Continuity equations

Continuity equation is used to describe the transport of some quantities. It is based on the law of conservation of mass which states that mass can neither be created nor destroyed. For a flow process through a control volume where the stored mass does not change, fluid enters and leaves the controlled volume through its surface called controlled  surface. Inflow of fluid equals to outflow which is net mass flow out of control volume through surface S = time rate of decrease of mass inside control volume $v$. $$\frac{\partial }{{\partial t}}\mathop{{\int\!\!\!\!\!\int\!\!\!\!\!\int}\mkern-31.2mu \bigodot}\limits_v  {\rho dv + \mathop{{\int\!\!\!\!\!\int}\mkern-21mu \bigcirc}\limits_S  {\rho v.ds = 0} }$$

Continuity equation in the form of partial differential equation is  $$\frac{{\partial \rho }}{{\partial t}} + \nabla .\left( {\rho u} \right) = 0$$ For a steady flow, $$\frac{\partial }{{\partial t}} = 0$$ $$\nabla  \cdot \left( {\rho v} \right) = 0$$ For a flow with constant density on applying continuity equation, Area x velocity = constant. $${A_1}{V_1} = {A_2}{V_2}$$

Example: Water is flowing through a pipe, having inlet inside diameter of 80 mm at 8m/sec. Calculate the velocity at exit  if inside diameter is reduced to 30 mm.

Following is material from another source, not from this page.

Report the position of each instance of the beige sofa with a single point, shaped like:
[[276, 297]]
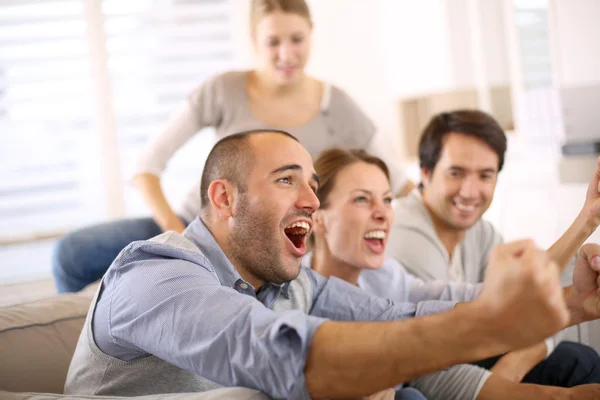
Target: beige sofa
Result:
[[37, 341]]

Solution : From continuity equation, we know that $${A_1}{V_1} = {A_2}{V_2}$$   where 1 , 2 represents inlet and exit conditions $${A_1} = \pi {\left( {\frac{{80}}{2}} \right)^2}$$ $${V_1} = 8\,m/s$$ $${A_2} = \pi {\left( {\frac{{30}}{2}} \right)^2}$$ $${V_2} = \,\,?$$ $$\Rightarrow \pi {\left( {\frac{{80}}{2}} \right)^2} \times 8 = \pi {\left( {\frac{{30}}{2}} \right)^2} \times {V_2}$$ $$\Rightarrow {V_2} = \frac{{80 \times 80 \times 8}}{{30 \times 30}}$$ $$= 56.88\,m/s.$$ Therefore  water is flowing at exit of pipe at 56.88 m/s.